Io ho visto tanti esempi di questa capacità nei colleghi con cui ho avuto la possibilità di lavorare a Caltanissetta. Ne voglio ricordare due, che riguardano rispettivamente un pubblico ministero e un giudice.

Uno è quello di una collega che arrivò in Sicilia dopo una esperienza internazionale nei Balcani. Di aspetto sembrava davvero una ragazzina, ma aveva una cultura e una determinazione fortissime. Tra le tante cose che ha fatto lavorando in Procura, mi è rimasto impresso un processo in cui ha tenuto esattamente lo stesso comportamento che, secondo la “storia orale” dei magistrati di Agrigento, era stato tenuto da Rosario Livatino tanti anni prima: concluse a sfavore dell’imputato, ascoltò con attenzione la difesa, e poi cambiò completamente le proprie conclusioni in sede di replica, in quanto si era convinta della fondatezza delle ragioni addotte a favore dell’imputato.
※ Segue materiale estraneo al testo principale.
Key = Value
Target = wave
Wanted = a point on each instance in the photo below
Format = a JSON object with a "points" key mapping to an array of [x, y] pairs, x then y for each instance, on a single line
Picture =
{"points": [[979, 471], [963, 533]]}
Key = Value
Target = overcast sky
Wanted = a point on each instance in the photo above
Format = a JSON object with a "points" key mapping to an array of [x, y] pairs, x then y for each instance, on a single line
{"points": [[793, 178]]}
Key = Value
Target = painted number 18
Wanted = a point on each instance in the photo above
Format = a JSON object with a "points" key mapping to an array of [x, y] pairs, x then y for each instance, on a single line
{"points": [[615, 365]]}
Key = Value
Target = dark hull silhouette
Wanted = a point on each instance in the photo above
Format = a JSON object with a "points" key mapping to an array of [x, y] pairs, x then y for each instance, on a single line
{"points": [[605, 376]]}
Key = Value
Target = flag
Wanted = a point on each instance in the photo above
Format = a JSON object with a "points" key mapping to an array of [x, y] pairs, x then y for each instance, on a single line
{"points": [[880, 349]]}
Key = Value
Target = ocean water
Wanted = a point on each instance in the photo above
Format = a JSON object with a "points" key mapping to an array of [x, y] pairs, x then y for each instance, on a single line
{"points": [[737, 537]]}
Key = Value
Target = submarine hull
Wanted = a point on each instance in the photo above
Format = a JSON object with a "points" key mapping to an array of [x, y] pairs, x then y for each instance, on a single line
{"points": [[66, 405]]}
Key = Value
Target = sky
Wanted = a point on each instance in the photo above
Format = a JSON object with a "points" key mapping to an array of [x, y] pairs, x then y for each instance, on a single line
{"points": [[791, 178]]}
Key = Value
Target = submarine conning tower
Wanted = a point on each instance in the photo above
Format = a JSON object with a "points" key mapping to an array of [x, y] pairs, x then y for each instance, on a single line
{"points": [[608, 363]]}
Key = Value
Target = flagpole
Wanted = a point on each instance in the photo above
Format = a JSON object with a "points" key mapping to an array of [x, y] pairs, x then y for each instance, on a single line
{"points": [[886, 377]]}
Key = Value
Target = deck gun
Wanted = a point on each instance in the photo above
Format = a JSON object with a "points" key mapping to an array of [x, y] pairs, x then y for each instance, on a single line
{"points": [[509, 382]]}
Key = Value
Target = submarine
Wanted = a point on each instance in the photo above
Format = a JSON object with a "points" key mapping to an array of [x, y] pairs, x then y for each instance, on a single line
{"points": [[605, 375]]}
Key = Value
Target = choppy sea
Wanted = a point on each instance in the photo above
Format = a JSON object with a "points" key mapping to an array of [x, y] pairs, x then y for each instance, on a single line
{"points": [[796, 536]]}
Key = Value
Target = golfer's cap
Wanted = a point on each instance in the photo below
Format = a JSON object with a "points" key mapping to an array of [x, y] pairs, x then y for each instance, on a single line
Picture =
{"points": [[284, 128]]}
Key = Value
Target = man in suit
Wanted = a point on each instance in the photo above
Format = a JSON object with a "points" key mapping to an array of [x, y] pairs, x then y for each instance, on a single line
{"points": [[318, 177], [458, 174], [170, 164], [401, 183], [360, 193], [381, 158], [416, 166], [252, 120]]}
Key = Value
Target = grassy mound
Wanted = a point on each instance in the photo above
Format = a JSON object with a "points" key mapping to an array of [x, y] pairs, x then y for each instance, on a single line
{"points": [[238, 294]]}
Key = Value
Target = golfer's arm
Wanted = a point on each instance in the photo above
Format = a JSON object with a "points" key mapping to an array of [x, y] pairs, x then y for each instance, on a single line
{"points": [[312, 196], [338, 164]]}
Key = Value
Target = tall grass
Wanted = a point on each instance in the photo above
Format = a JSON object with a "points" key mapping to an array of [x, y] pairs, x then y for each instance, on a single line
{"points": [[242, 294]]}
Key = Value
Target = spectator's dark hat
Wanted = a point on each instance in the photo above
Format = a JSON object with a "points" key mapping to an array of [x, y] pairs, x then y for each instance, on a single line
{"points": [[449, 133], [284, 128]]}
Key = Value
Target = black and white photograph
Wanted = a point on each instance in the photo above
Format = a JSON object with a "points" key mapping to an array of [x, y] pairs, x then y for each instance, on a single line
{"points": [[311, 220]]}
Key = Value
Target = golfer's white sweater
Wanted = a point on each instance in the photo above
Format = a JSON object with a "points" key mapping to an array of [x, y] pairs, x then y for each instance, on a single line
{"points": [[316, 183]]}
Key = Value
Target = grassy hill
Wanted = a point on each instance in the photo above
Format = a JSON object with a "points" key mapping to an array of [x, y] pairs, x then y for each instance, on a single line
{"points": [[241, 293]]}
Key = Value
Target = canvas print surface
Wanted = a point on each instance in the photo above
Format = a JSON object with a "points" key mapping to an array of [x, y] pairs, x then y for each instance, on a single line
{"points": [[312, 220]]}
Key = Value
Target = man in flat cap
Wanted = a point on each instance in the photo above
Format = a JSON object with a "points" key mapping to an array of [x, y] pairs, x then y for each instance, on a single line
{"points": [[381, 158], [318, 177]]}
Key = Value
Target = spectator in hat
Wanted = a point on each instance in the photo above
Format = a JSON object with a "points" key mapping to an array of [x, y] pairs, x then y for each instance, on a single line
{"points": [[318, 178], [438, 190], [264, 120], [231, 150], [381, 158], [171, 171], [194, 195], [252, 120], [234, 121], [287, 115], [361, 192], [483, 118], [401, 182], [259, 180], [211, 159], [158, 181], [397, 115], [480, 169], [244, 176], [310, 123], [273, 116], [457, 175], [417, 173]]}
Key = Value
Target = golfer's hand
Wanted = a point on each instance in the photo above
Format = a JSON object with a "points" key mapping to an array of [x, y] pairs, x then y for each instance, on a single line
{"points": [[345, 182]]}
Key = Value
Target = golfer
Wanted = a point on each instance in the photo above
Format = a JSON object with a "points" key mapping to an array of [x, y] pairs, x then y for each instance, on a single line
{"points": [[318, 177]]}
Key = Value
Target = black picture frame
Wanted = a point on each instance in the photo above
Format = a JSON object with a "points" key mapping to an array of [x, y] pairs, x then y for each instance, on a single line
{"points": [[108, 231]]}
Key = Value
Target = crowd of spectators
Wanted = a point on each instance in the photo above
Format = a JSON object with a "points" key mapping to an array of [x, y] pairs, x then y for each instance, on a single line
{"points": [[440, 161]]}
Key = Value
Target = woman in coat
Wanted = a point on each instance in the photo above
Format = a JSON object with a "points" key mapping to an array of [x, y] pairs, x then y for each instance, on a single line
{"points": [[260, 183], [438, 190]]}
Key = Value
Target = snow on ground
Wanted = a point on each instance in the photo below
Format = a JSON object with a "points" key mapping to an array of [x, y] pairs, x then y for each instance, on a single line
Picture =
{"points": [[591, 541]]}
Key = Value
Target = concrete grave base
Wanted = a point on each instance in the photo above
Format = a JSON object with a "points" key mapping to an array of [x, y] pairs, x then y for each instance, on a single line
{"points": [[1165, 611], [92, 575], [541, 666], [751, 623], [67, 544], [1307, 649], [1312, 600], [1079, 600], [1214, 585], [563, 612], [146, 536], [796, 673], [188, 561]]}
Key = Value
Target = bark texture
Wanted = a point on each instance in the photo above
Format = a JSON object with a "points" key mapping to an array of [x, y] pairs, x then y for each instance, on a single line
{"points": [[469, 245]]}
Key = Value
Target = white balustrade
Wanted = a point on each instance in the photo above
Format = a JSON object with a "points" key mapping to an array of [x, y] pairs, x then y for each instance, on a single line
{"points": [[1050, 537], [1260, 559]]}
Il secondo riguarda una collega che è entrata in magistratura dopo essere stata in polizia per diversi anni. La passione per la giustizia - quella vera - l’aveva avuta sin da bambina, quando scriveva delle lettere a Enzo Tortora perché era convinta della sua assoluta innocenza (e ci aveva visto giusto, a differenza di tanti magistrati). Il padre di Rosario Livatino trascorse il suo ultimo Natale con lei e la sua famiglia. Subito dopo avere iniziato il suo lavoro al Tribunale di Caltanissetta, la collega ha dato un contributo fondamentale alla ricostruzione della convergenza di interessi tra “Cosa Nostra” e ambienti esterni che, secondo gli ultimi accertamenti giudiziari, sta alla base della strage di Capaci e della strategia del “terrorismo mafioso”, per poi impegnarsi con coraggio nella descrizione del volto più recente, più ambiguo, e più difficile da percepire, della criminalità organizzata.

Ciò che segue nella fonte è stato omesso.